Until then, Fager had defended Lara Logan's report despite growing questions about Davies' credibility. But The New York Times uncovered the contents of the FBI report on Thursday night, citing "two senior government officials" who said that Davies told the FBI he was not on the scene until the next morning.
Logan appeared on Friday's CBS This Morning where co-anchor Norah O'Donnell led the questioning. Logan said Davies provided the 60 Minutes team "communications he'd had with U.S. government officials" as well as photos from the scene of the attack that he took the following morning. And CBS News sources reiterated to THR that substantiation was considerable. Fager said the show would thoroughly investigate its mistake, but he declined to say if anyone would be officially reprimanded.
"He deceived us," said Fager of Davies. "He works very hard at his deception. There are a lot of people out there who try to deceive reporters. And I think we're really good at finding it. We worked this one hard."
Fager admitted that the report is a "black eye" for the august broadcast, which is watched by more than 13 million viewers each week and remains one of the few programs that regularly devotes the time and resources to investigations.

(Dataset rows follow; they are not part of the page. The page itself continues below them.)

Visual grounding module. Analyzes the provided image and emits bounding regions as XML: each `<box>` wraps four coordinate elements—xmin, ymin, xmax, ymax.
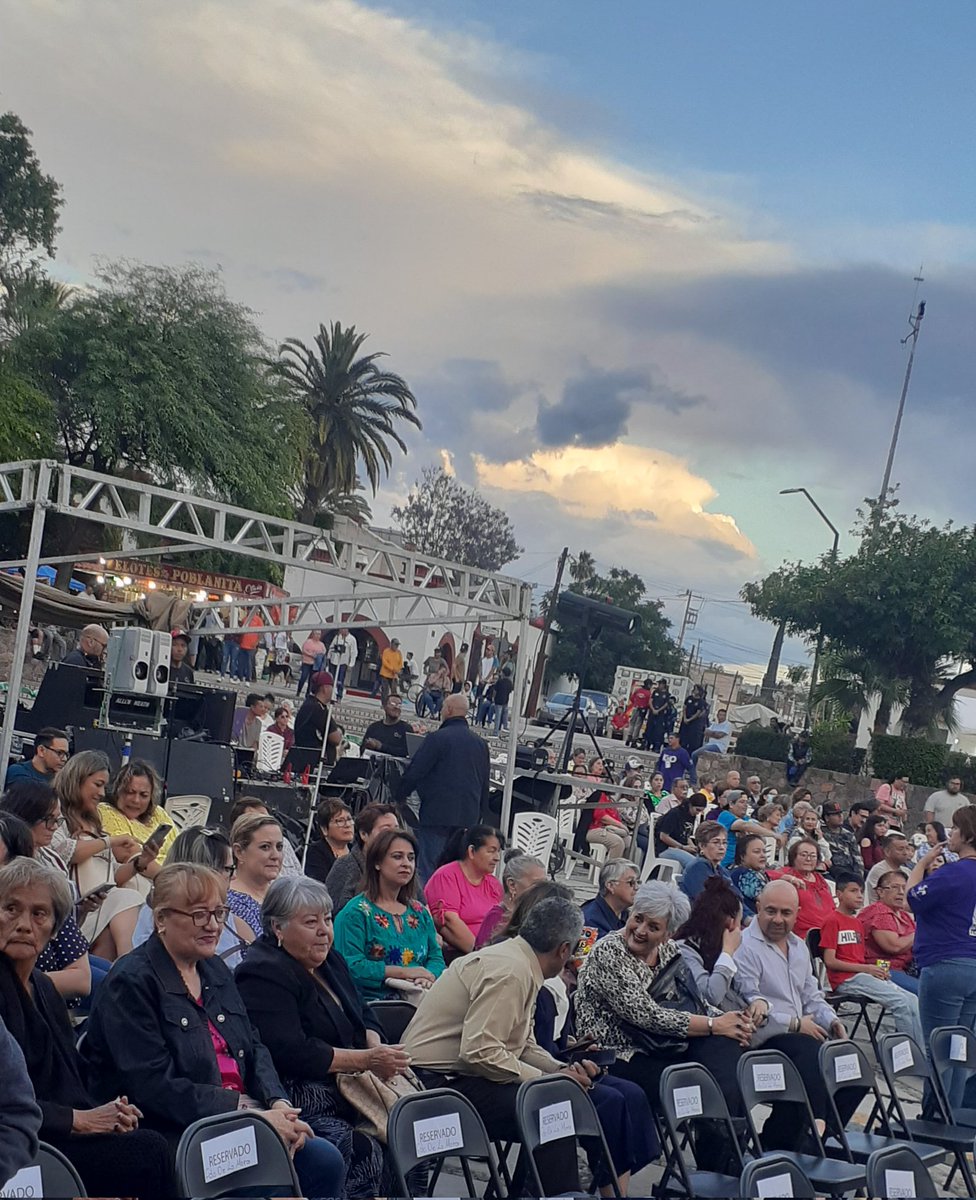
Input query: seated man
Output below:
<box><xmin>857</xmin><ymin>871</ymin><xmax>918</xmax><ymax>996</ymax></box>
<box><xmin>820</xmin><ymin>880</ymin><xmax>926</xmax><ymax>1046</ymax></box>
<box><xmin>403</xmin><ymin>896</ymin><xmax>598</xmax><ymax>1195</ymax></box>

But he added that he hopes viewers will give the show the benefit of the doubt for taking responsibility for the mistake; 60 Minutes will correct the report on the Nov. 10 broadcast.
"I think truthfully, part of that is how well you respond when you get something wrong," continued Fager. "I don't think people expect we're going to always be perfect. But I really do believe that as a broadcast, we need to explain it and tell people we made a mistake rather than try to beat around the bush."

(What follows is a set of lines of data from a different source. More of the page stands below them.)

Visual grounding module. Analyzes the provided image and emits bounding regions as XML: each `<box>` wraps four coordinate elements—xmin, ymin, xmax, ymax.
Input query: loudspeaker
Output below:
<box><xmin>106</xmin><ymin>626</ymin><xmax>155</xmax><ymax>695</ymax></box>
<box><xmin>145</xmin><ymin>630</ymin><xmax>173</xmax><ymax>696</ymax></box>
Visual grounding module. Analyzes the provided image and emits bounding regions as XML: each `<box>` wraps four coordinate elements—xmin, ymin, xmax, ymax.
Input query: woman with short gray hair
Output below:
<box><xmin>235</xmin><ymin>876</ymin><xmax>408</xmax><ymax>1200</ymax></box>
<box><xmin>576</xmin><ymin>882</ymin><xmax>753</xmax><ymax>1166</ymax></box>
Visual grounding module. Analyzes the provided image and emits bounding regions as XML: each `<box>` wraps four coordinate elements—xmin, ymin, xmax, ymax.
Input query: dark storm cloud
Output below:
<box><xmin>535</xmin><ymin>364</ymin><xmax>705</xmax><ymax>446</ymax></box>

And he said he did not think that Logan, an experienced war correspondent, might have been predisposed to believe Davies because of her close ties to the military.
"She's one of the best reporters I know," said Fager. "Sometimes there is a fog of war that makes it difficult. And I think maybe [Davies] took advantage of that. He was a State Department security officer. He was in charge of the guard [at the U.S. embassy in Benghazi]. This is not some sort of rogue player. There were a lot of reasons to believe he was credible. We were wrong to believe that. That's the difficult part."

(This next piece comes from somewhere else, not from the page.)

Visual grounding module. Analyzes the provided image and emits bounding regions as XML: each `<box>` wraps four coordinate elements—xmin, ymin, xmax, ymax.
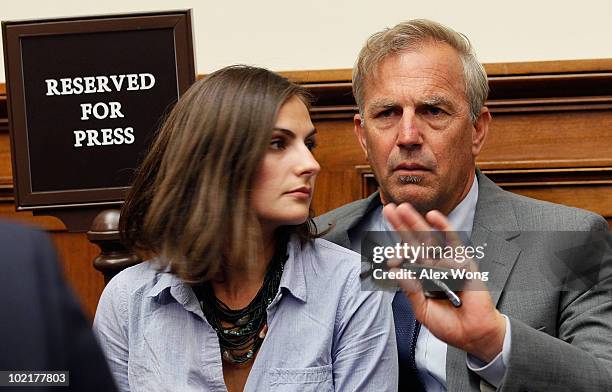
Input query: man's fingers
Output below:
<box><xmin>425</xmin><ymin>210</ymin><xmax>463</xmax><ymax>246</ymax></box>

The account Davies relayed on 60 Minutes -- that he went to the U.S. embassy compound twice during the night of Sept. 11 and at one point was confronted by one of the attackers whom he claimed he struck in the face with the butt of his gun -- is the same story he recounts in his book, The Embassy House, co-written under the pseudonym Morgan Jones with Damien Lewis.
A spokesperson for Simon & Schuster -- which is a unit of CBS Corp. -- told The New York Times on Thursday that the book was under "review." On Friday, the publisher said it would withdraw the book.
"In light of information that has been brought to our attention since the initial publication of The Embassy House, we have withdrawn from publication and sale all formats of this book, and are recommending that booksellers do the same. We also are notifying accounts that they may return the book to us," Jennifer Robinson, a spokesperson for Simon & Schuster imprint Threshold Editions, said in a statement released Friday afternoon.
But The Embassy House was still available for purchase on the Simon & Schuster website until well after 3 p.m. ET. It even includes under the "book reviews" tab a blog post in which Media Matters chairman David Brock sarcastically asks that the book be reprinted "indicating it is a work of fiction."